What are those blinking dots?

On my home page, there's a large grid of dots and blink on and off. Eventually, groups will settle into repeating or regular patterns.

If you click within the grid, you'll see a random splash of dots which then fall into the same pattern as the rest.

As most students of computer science will recognize, this is an implementation of Conway's Game of Life.

Life is an example of a cellular automaton. We have a two-dimensional space of cells, each in one of two states: "on," or "off," or more profoundly, "alive" or "dead."

Given an initial state, further states are calculated as time passes according to simple set of rules. As outlined by the linked Wikipedia article:

  1. Underpopulation: Any live cell with fewer than two live neighbors dies.
  2. Survival: Any live cell with two or three live neighbors lives on.
  3. Overpopulation: Any live cell with more than three live neighbors dies.
  4. Reproduction: Any dead cell with exactly three live neighbors becomes a live cell.

From these few rules, rich patterns arise. Some patterns are oscillators; cycling between a few arrangements for eternity. Other patterns are gliders, migrating slowly across the board like digital organisms.

You might also notice that the cells in my game "wrap around" near the edges, meaning that cells on opposite edges (left and right, top and bottom) are considered adjacent.

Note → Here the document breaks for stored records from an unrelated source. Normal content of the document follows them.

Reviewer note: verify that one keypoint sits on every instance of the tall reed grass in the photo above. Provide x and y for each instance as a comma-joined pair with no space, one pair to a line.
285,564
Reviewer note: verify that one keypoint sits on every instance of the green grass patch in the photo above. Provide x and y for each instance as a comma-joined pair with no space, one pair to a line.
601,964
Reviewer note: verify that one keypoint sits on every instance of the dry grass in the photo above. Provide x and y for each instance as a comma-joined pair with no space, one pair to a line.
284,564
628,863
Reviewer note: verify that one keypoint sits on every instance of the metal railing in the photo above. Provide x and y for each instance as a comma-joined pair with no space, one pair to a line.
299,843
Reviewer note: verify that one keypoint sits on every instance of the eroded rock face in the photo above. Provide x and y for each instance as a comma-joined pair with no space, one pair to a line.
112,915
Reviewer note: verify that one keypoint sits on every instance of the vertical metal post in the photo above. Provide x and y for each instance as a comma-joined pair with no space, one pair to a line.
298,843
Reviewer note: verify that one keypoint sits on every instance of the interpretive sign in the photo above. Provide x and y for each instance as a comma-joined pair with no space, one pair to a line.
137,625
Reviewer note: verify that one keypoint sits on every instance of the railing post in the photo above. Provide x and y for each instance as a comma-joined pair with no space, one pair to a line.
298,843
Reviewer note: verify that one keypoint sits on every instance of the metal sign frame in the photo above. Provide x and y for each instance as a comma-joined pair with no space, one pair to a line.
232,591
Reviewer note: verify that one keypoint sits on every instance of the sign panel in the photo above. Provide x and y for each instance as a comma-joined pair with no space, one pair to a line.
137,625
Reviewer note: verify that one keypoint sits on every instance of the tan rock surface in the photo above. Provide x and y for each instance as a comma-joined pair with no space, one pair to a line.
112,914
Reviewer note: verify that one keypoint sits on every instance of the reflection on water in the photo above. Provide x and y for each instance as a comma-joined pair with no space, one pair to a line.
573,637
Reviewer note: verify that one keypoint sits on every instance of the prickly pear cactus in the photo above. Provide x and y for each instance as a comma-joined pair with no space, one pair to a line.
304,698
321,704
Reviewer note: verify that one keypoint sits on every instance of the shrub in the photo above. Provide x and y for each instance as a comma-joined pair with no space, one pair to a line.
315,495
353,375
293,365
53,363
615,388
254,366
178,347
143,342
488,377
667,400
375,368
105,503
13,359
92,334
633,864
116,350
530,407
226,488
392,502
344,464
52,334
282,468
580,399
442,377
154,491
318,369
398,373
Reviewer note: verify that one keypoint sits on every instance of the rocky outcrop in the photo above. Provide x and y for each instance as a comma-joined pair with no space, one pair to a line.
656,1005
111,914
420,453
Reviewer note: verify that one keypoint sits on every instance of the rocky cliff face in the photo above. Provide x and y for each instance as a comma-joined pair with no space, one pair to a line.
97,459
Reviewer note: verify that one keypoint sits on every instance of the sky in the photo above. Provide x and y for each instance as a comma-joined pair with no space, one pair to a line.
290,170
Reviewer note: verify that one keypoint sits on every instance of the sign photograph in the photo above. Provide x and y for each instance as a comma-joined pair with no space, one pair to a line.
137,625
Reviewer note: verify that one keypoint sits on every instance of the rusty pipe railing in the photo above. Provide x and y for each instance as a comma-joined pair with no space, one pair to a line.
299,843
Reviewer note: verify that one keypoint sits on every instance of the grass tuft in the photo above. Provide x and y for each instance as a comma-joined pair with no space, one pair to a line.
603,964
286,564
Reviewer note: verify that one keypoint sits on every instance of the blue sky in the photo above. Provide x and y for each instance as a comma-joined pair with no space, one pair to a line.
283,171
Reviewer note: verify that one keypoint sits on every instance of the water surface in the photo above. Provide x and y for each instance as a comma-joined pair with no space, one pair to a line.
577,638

In this sense, my game board is topologically a torus, or a "donut." A glider moving from left to right will travel forever until it encounters another group of living cells.

The most profound property of the game, in my opinion, is that Life itself is a computer. It is Turing Complete, meaning any computation performed by what we generally think of as computer (such as the device you're likely reading this on) can be computed by the cells in the Game of Life.

Given infinite time and space, perhaps my little home page could be used to find large prime numbers, calculate a trillion digits of π, or simulate a smaller version of the Game of Life within itself.